When the MDG-F was established, 59 countries from Africa, Asia, Latin America and the Caribbean, the Arab States and Eastern Europe were considered eligible to participate in the eight rounds of calls for proposals. These 59 countries were determined by the Spanish Master Plan for International Cooperation 2005–2008. Forty-nine countries submitted successful proposals and received financing, with South Sudan becoming the 50th programme country when it split from Sudan in 2011.

The Spanish Master Plan 2005-2008 put heavy emphasis on Latin America and the Caribbean, a fact that is reflected in the number of countries from this region that were eligible for the call for proposals. The MDG-F funded programmes in 18 countries in Latin America and the Caribbean, followed by 11 in Africa, 8 in the Arab States, 7 in Asia and 6 in Eastern Europe.

== Structure ==

One of the particularities of the MDG-F's work was its “Delivering as One” approach. Building on the expertise of over 27 UN agencies, the MDG-F maximized their comparative advantage and devised multi-sectoral programmes that tackled complex development issues. Each of the 130 MDG-F joint programmes involved an average of six UN Agencies. This coordinated approach was often mirrored by governments with various ministries and local authorities engaged in the implementation of programmes. This approach was based on the conviction that many development challenges are multidimensional.

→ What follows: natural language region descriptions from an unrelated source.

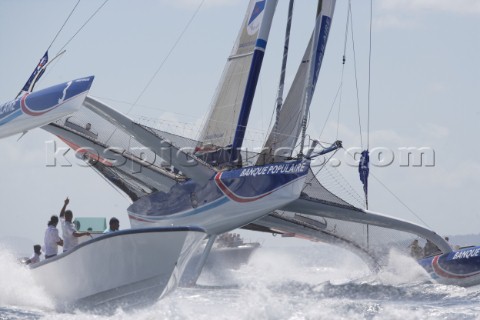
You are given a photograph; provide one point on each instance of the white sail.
(303, 86)
(219, 128)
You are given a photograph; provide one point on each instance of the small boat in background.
(229, 251)
(460, 267)
(126, 268)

Participating UN Agencies were responsible for ensuring that programmes were developed in consultation with country Governments and civil society to address national MDG and related development priorities that form part of the United Nations Development Assistance Framework (UNDAF). The governing bodies and management structures of every Joint Programme were founded on principles of national ownership and leadership, transparency and mutual accountability towards citizens, in accordance with the Paris Declaration, with strong participation of the national government and the UN system. The UN Resident Coordinator played an important role as representative of the UN System in each country.

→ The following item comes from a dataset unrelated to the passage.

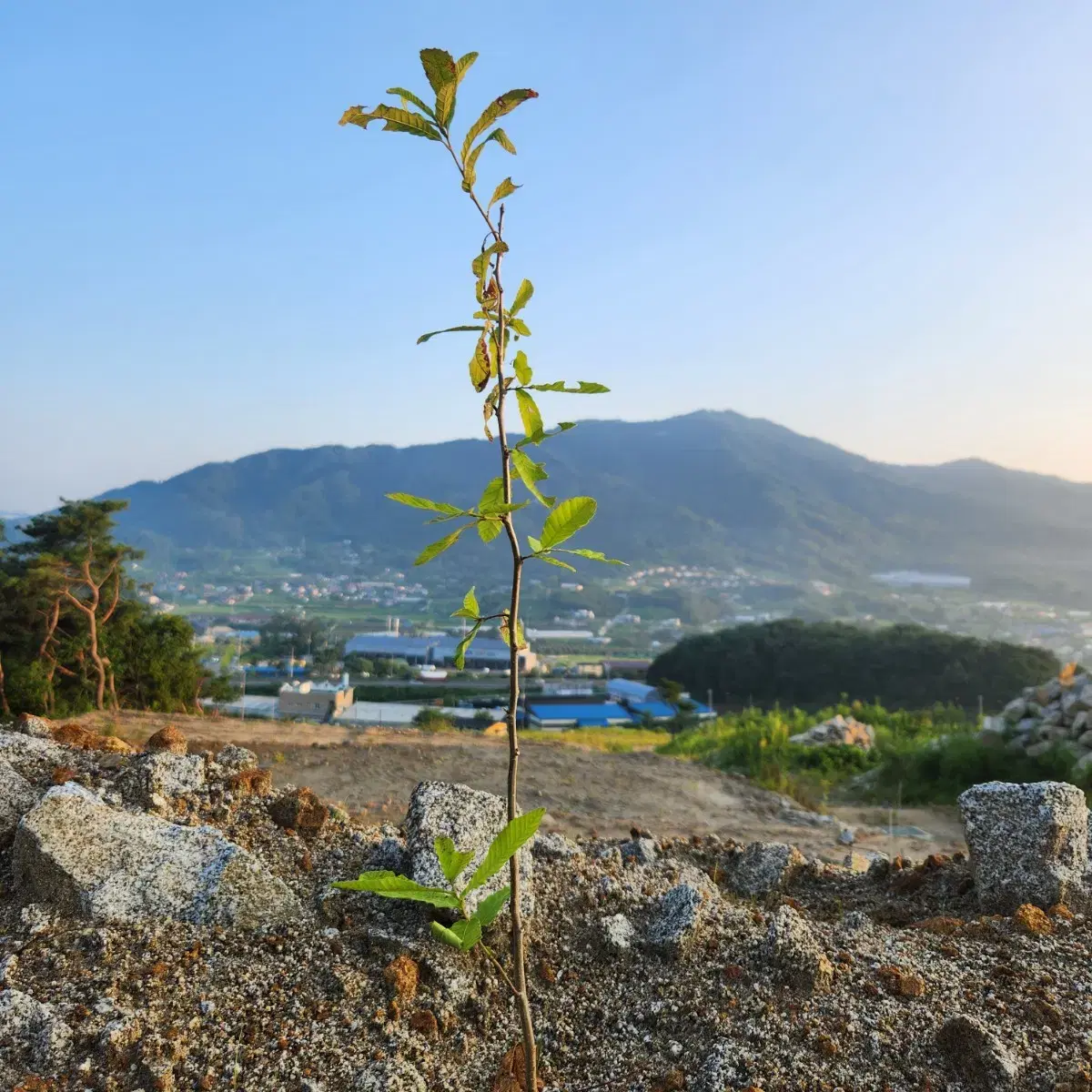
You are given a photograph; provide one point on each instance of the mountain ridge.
(711, 487)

The structure of the Joint Programmes was based on a National Steering Committee (NSC) and a Programme Management Committee (PMC). The programmes were led by national and local partners, including governments, civil society organizations, and private sector entities, and are supported by UN agencies.

Evaluation

The MDG-F established a rigorous process of evaluation. Each of the 130 programmes was subject to an intermediate and final independent evaluation. In addition, nine countries were selected as part of a pilot initiative to develop independent and participatory country evaluations. In order to assess the impact and results of the MDG-F's mechanism, a Global and Thematic Evaluation is being carried out during 2013, aimed at identifying aspects to be improved for similar future cooperation mechanisms.

== Other initiatives ==

In addition to its programmes, the MDG-F established several global partnerships to distill lessons learned and to manage knowledge from this experience. For each thematic window, the MDG-F designated a knowledge convener to develop knowledge products. The MDG-F has also signed partnerships with leading research and advocacy institutions such as the Stockholm International Water Institute (SIWI), the Panamerican Alliance for Nutrition and Development, the Millennium Campaign, the Renewed Efforts Against Child Hunger (REACH) partnership, the International Indigenous Women's Forum and the Platform HD 2010 for Civic Engagement.

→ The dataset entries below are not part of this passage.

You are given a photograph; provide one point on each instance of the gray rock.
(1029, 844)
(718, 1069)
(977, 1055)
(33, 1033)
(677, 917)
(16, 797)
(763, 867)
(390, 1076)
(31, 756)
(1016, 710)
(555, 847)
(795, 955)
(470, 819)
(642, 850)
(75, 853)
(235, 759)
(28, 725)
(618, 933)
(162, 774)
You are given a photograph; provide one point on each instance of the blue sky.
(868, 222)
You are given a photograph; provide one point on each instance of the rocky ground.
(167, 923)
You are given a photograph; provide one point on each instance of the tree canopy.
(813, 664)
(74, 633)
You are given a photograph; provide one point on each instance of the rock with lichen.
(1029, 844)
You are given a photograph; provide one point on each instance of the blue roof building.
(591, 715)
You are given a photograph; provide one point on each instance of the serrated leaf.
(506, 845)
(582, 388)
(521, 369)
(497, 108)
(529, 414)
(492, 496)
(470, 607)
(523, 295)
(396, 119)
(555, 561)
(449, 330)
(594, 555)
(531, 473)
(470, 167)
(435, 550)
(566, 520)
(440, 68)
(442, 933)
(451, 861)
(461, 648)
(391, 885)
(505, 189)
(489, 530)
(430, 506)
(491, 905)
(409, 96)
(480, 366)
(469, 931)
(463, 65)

On Human Rights Day 2012, the MDG-F, in collaboration with the multi-media initiative Playing for Change, launched “A Better Place”, an anthem and campaign which unite musicians from around the world in a global call for action against inequality and for social justice.
It also supported the United Nations Population Fund and other UN agencies in the September 2011 launch of a global initiative – 7 Billion Actions – which brought together governments, businesses, the media and individuals to confront the challenges and seize the opportunities offered when the world's population reached seven billion people.